Pour la misère de Père et de Mère, la ruine du moulin, le madrier de malheur, le brebis galeuses, merci mon Dieu.
Merci mon Dieu pour le Procureur, le commissaire, les gendarmes, et les mots durs de l'abbé Peyramale.
Pour les jours où vous êtes venue, Notre Dame Marie, pour ceux où je vous ai attendue, je ne saurais vous rendre grâce qu'en Paradis.
Mais pour la gifle de Melle Pailhasson, les railleries, les outrages, pour ceux qui m'ont crue folle, pour ceux qui m'ont crue menteuse, pour ceux qui m'ont crue avide, merci, Notre Dame Marie.
Pour l'orthographe que je n'ai jamais sue, la mémoire des livres que je n'ai jamais eue, pour mon ignorance et ma sottise, merci.

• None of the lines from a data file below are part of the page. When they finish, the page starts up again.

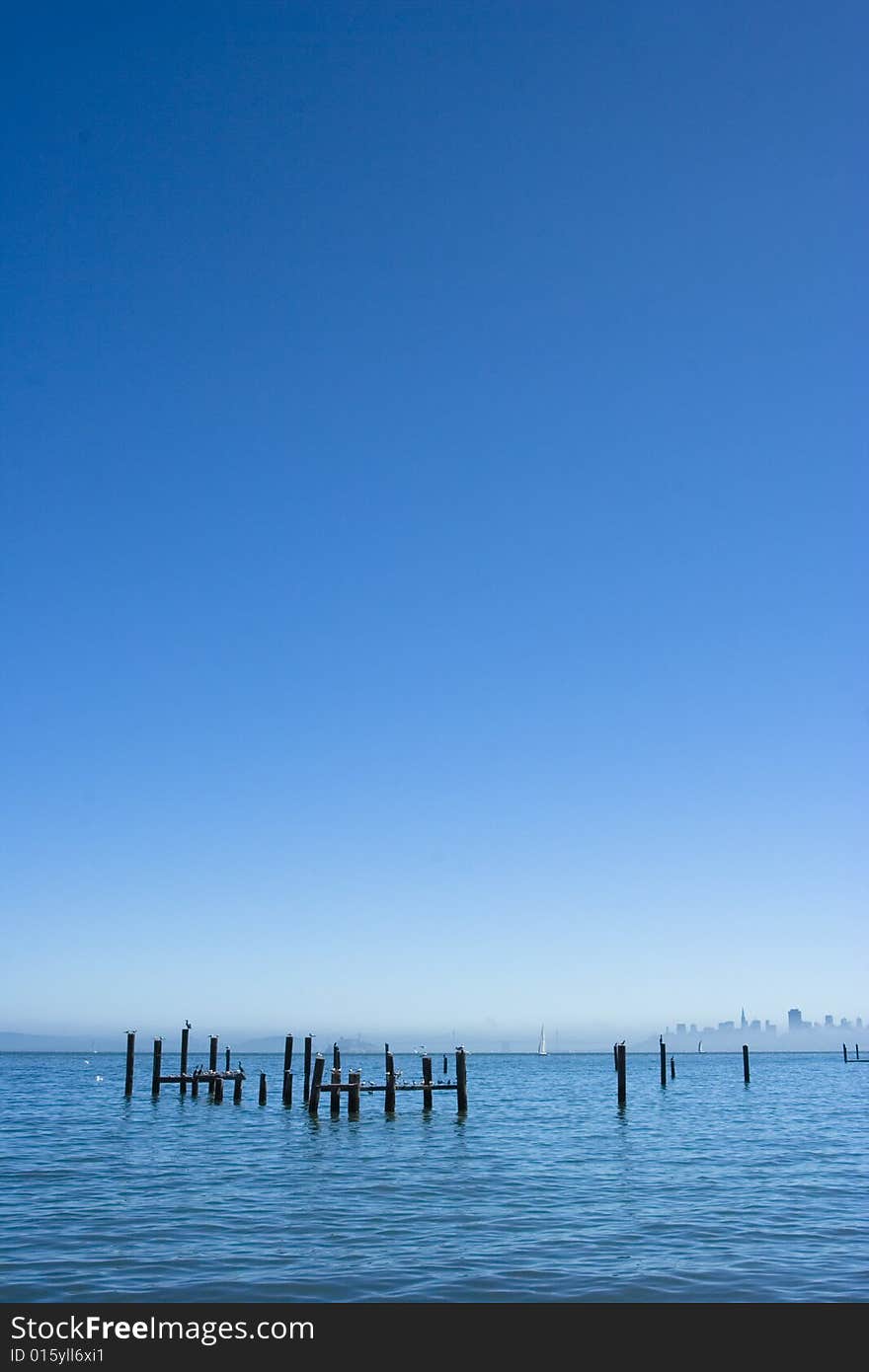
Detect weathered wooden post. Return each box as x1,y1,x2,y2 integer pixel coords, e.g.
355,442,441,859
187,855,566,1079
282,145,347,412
151,1038,163,1097
208,1033,217,1097
456,1048,468,1114
284,1033,292,1081
302,1034,312,1105
348,1072,362,1118
180,1024,190,1097
307,1052,325,1115
123,1029,136,1097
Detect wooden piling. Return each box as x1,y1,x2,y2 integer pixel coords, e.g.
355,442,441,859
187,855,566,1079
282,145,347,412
307,1052,325,1115
123,1029,136,1097
456,1048,468,1114
348,1072,362,1118
284,1033,292,1081
302,1034,312,1105
179,1025,190,1097
151,1038,163,1097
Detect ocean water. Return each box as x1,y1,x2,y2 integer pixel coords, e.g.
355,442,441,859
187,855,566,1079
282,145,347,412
0,1054,869,1302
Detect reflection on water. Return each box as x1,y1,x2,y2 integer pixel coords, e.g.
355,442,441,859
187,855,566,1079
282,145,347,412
0,1054,869,1301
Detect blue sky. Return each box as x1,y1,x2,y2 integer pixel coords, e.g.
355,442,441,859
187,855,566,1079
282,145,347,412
0,0,869,1040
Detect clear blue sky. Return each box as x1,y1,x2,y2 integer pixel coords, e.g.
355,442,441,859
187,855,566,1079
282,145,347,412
0,0,869,1040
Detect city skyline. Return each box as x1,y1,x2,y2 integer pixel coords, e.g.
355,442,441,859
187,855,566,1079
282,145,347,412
0,0,869,1033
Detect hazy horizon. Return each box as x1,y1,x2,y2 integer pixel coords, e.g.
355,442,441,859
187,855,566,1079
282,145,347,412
0,0,869,1038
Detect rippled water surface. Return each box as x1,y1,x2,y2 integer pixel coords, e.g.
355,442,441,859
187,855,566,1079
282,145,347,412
0,1054,869,1301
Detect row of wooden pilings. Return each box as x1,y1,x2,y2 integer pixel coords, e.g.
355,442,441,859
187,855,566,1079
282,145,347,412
123,1024,468,1116
612,1038,751,1105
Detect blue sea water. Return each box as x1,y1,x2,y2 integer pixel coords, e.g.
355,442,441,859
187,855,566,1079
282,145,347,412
0,1054,869,1302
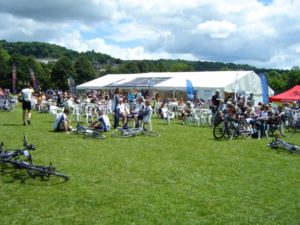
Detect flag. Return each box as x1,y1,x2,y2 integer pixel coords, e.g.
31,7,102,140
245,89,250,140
29,68,39,93
259,73,269,104
186,80,195,101
68,77,76,95
11,64,17,93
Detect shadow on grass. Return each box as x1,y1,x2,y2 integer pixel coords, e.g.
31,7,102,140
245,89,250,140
2,123,23,127
0,165,69,186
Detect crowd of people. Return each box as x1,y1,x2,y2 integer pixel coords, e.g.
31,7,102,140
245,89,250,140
20,86,300,138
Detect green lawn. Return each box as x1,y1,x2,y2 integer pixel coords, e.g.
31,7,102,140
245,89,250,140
0,108,300,225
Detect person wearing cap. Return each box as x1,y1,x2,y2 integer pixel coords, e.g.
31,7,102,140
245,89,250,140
20,84,34,126
211,89,221,113
134,96,146,128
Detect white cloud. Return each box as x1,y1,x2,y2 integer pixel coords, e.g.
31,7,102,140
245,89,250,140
196,20,237,39
0,0,300,68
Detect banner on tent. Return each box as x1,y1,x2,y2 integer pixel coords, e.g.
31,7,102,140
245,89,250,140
259,73,269,104
29,68,39,93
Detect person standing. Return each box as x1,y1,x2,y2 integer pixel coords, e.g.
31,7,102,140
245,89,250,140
112,88,121,129
21,84,34,126
211,89,221,113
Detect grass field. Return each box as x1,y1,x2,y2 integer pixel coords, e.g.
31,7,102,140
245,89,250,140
0,108,300,225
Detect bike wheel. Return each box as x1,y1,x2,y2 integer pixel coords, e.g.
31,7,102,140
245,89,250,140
111,129,134,138
84,131,106,139
142,130,160,137
213,122,225,140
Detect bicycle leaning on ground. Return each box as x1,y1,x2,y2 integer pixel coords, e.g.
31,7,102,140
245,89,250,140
0,137,69,180
111,124,160,138
73,123,106,139
213,115,251,140
268,136,300,154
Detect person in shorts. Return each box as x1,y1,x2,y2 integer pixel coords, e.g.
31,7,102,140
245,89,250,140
21,84,34,126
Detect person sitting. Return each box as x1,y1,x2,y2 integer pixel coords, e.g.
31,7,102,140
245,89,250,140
53,109,72,133
91,110,111,132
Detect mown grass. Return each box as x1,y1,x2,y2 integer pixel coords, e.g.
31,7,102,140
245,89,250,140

Merci, merci. Car s'il y avait eu sur terre fille plus ignorante et plus sotte, c'est elle qui vous auriez choisie.
Pour ma mère, morte au loin, pour la peine que j'ai eue quand mon père, au lieu de tendre les bras à sa petite Bernardette, m'a appelée "soeur Marie-Bernard", merci Jésus.
Merci d'avoir abreuvé d'amertumes ce coeur trop tendre que vous m'avez donné.
Pour Mère Josephine qui m'a proclamée "bonne à rien", merci.
Pour Mère Maîtresse, sa voix dure, sa sévérité, ses moqueries et le pain d'humiliation, merci.
Merci d'avoir été cette priviligiée des semonces dont mes soeurs disaient: "Quelle chance de n'être pas Bernardette".
Merci pourtant d'avoir été Bernardette, menacée de prison, parce qu'elle Vous avez vue, regardée par les foules comme une bête curieuse, cette Bernardette si ordinaire qu'en la voyant, on disait: "C'est ça!"
Pour le corps piteux que vous m'avez donné, cette maladie jamais guérie, mes os cariés, mes sueurs, ma fièvre, mes douleurs sourdes ou aiguës, merci mon Dieu.
Et pour cette âme que vous m'avez donnée, pour le désert de sécheresses, pour votre nuit et vos éclairs, pour vos silences et vos foudres, pour tout, pour vous, absent ou présent, merci Jésus.